B. Standard of Review A “motion for summary judgment in an IDEA case is simply a vehicle for deciding the relevant issues, and the non-moving party is not entitled to the usual inferences in its favor.” Sebastian M. v. King Philip Reg’l Sch. Dist., 685 F.3d 79, 84-85 (1st Cir. 2012). Judicial review of an administrative decision under IDEA is governed by a preponderance of the evidence standard, and requires the district court to review the administrative record as well as any additional admitted evidence. 20 U.S.C. § 1415(i)(2)(C); see G.D. v. Westmorland Sch.
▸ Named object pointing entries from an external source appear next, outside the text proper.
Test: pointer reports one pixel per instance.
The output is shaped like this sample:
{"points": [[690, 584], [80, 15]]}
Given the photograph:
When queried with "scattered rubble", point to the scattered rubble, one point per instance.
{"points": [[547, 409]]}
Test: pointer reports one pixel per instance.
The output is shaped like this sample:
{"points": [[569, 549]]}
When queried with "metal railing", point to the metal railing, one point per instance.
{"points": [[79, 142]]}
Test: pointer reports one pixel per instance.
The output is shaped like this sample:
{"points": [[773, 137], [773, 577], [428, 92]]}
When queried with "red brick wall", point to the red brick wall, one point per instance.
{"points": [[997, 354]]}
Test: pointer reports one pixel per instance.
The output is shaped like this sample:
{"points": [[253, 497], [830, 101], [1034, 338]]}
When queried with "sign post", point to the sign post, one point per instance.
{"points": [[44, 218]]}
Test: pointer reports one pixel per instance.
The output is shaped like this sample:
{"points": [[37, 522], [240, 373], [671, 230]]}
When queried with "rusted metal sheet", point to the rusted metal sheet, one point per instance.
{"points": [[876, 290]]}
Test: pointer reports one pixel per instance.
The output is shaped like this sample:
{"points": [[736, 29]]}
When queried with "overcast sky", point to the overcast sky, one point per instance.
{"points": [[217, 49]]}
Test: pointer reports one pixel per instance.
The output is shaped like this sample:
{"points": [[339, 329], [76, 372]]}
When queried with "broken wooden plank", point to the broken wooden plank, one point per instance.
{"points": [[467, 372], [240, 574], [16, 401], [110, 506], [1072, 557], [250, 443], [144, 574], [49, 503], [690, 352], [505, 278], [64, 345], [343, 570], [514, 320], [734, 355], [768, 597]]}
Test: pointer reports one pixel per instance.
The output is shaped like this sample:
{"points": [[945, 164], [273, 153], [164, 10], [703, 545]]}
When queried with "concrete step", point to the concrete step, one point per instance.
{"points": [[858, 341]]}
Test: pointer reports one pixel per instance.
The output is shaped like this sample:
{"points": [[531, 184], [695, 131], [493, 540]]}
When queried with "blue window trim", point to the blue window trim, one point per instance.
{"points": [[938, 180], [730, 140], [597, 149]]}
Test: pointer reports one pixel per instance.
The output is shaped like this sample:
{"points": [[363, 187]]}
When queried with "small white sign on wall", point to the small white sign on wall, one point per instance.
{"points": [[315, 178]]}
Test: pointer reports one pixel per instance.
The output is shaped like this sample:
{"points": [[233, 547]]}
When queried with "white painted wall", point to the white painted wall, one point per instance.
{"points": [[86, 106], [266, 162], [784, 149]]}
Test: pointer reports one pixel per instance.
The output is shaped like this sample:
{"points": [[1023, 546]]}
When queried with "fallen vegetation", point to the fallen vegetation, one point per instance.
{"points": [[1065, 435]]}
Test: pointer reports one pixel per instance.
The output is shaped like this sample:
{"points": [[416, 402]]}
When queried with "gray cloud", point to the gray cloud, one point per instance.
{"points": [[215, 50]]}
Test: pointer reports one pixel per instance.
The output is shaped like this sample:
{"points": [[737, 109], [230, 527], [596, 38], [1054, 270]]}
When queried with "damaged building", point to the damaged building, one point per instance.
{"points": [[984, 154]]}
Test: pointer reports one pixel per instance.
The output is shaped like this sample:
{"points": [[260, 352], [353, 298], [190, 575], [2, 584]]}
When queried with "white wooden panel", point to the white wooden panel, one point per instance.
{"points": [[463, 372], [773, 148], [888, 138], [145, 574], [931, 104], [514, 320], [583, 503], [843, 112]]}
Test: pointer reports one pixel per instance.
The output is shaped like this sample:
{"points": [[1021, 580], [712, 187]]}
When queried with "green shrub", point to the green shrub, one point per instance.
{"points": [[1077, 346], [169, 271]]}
Dist., 930 F.2d 942, 945 (1st Cir. 1991) (reciting appropriate standard of review). The court, under its “informed discretion,” must give the administrative proceeding “due weight.” Lenn v. Portland Sch. Comm., 998 F.2d 1083, 1086 (1st Cir. 1993) (quoting Rowley, 458 U.S. at 206); accord G.D., 930 F.2d at 946 (1st Cir. 1991). This review “requires a more critical appraisal of the agency determination than clear-error review entails, but which, nevertheless, falls well short of complete de novo review.” Lenn, 998 F. 2d at 1086.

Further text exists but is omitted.